AMD enhancements to the 4-way cuckoo-hashing algorithm reduce an average search from 4 to 1.3 reads, even at high load factors. These improvements enable exact match rates of up to 90 MS/s on a 72-bit DDR4-2400 channel. The same approach reaches up to 150 MS/s on a 2 x 16-bit LPDDR5-6400 channel. Higher search rates come with trade-offs:
- Moderate increase in search latency
- Moderate rise in LUT and block RAM usage
- Key and value size reduced by 16 bits
The following table shows three examples of implementing a CAM with a 300-bit key, 120 bit value, and a target rate of 50 MS/s:
- A low-capacity 16 K entries SRAM-based CAM.
- Two high-capacity 4 M entry CAMs using 2 x 16-bit LPDDR5-6400 evaluate the standard and fast cuckoo hash methods.

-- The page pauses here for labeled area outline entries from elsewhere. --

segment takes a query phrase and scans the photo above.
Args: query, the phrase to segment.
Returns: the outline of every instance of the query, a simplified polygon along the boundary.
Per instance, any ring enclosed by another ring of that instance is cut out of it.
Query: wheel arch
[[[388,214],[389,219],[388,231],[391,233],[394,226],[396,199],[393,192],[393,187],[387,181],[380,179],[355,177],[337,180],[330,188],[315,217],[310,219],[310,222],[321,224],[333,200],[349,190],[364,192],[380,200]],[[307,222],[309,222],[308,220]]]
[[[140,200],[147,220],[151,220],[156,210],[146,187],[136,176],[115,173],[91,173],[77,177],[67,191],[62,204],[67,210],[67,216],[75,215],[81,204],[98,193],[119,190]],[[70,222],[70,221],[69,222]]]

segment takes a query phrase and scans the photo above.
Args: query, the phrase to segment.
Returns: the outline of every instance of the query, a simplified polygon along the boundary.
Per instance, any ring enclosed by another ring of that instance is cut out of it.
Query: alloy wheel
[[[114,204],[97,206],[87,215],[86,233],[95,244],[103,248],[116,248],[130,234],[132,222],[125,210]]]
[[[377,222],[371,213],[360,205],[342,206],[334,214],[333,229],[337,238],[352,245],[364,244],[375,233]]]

| Method | Memory | DRAM Bandwidth Used (Mreads/s) | DRAM Bandwidth Used | Search Latency (ns) | LUTs | BRAM36 | URAMs |
|---|---|---|---|---|---|---|---|
| Cuckoo | SRAM | 0 | N/A | 100 | 4000 | 0 | 4 |
| Cuckoo | LPDDR5 | 200 | 100% | 600 | 8000 | 2 | 0 |
| Fast cuckoo | LPDDR5 | 66 | 33% | 800 | 10,000 | 8 | 0 |
The high-capacity CAMs incur extra costs in DRAM bandwidth, latency, LUTs, and block RAM. The fast cuckoo method uses only 33% of available DRAM bandwidth, allowing DRAM channels to serve other functions beyond CAM operations. However, this bandwidth saving comes at the expense of increased latency, LUTs, and block RAM usage.